Although their attempt is foiled, with Abraham:
1. Heaven reaches down
2. God tells Abraham to go out into the world
3. God promises Abraham that He will make Abraham's name great

These two stories placed close together in Genesis for this reason - to show us the difference between human goals and achievements and God's.

Monday, June 15, 2009

Themes in Genesis: Deception

There was lot of deception in Genesis.

1. The serpent deceived Eve.

2. Abraham deceived Pharoah and the King of Gerar by claiming Sarah was his sister. Although this was true he puposely concealed the fact that Sarah was also his wife. How many times do we do conceal in what we reveal?

3. Abraham and Sarah sent a servant to get Isaac's wife - unusual, unless there was something about Isaac that would have hindered him from getting his own. The servant goes with a lot of gifts, money and great stories (true ones) about the power, wealth and prestige Isaac's wife would marry into. I cannot be sure, but I believe that this was trickery to get Rebecca to marry a man sight unseen she would never have accepted had she met the guy.

4. They have two sons of which the second one is a trickster.
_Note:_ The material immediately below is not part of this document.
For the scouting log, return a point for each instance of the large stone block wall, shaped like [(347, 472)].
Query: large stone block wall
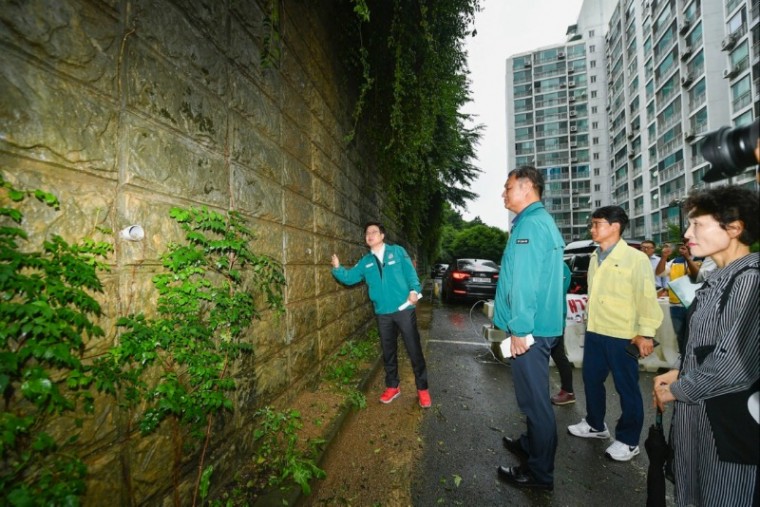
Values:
[(125, 108)]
He deceives dad pretending to be his brother and thus steals a blessing from his father who cannot see and who does not have the smarts to put 2 and 2 together when he knew that he heard Jacob's voice but when he smelled and felt him he concluded it was Esau.
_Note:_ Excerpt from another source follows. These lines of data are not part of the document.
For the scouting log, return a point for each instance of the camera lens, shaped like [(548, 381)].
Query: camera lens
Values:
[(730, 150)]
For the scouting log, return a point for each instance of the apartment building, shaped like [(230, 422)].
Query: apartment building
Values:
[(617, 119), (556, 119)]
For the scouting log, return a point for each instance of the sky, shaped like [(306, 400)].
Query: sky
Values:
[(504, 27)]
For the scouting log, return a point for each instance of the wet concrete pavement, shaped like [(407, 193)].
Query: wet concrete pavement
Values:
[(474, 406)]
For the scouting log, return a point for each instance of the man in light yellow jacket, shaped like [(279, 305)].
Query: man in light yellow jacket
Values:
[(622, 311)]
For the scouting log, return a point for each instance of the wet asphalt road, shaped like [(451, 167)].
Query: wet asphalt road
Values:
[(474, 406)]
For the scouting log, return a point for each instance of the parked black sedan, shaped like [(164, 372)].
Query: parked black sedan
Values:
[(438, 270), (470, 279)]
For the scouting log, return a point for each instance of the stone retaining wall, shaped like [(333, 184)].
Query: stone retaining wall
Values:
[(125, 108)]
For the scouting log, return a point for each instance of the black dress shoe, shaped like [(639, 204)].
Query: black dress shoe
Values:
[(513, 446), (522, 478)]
5. Jacob's mother Rebeccah put Jacob up to this last trick. When Jacob moved to live with his mother's brother, he cheated Jacob regularly.
a. Jacob worked 7 years for Leban in order to marry his daughter Rachel. On wedding night however, Leban put his older daughter Leah in the place of Rachel. Like his mother, Jacob was surprised with a spouse he did not expect - for the rest of his life.
b. Leban changed Jacob's wages over and over.
c. Jacob did everything he could to get the upper hand.
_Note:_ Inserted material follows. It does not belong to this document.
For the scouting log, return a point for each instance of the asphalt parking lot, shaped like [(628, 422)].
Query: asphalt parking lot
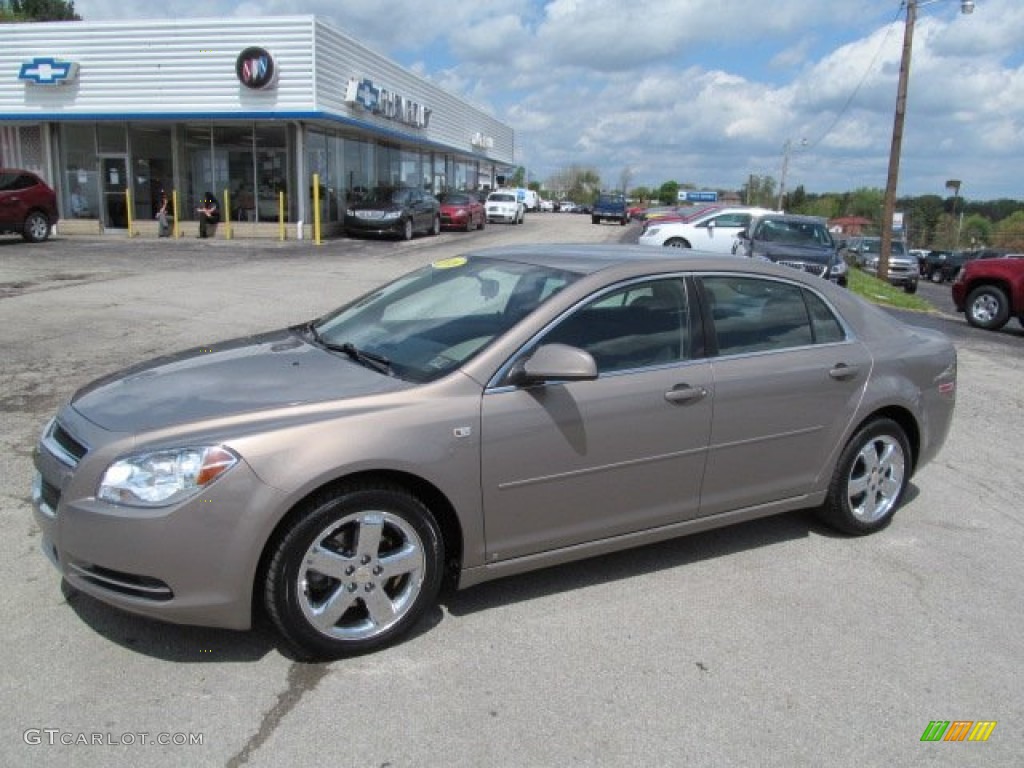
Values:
[(771, 643)]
6. Rachel stole her father's idol and hid it under her seat. When asked to get up she said she was having her period and couldn't.

7. Tamar tricked her father-in-law Judah into believing she was an unknown prostitute when in fact she was only trying to get a child in the name of her dead husband.

8. Two brothers led a village into believing that the family would settle down with the village for economic and marrigage reasons if they were circumcised. Instead the brothers slaughtered all the men who were unable to defend themselves in their weakened state.

9. All the brothers tricked their dad into believing that Joseph was dead, when in fact they sold him into slavery.

10. Joseph tricked his brothers into believing he was a mean old ruler telling them that they were spies and imprisoning one of them until his other brother came to Egypt.

11. Joseph set them up again with a stolen cup placed in Benjamin's sack of food. He set them up for purposes to be explored later.

There was a lot of trickery, dishonesty and bad stuff going on in Genesis.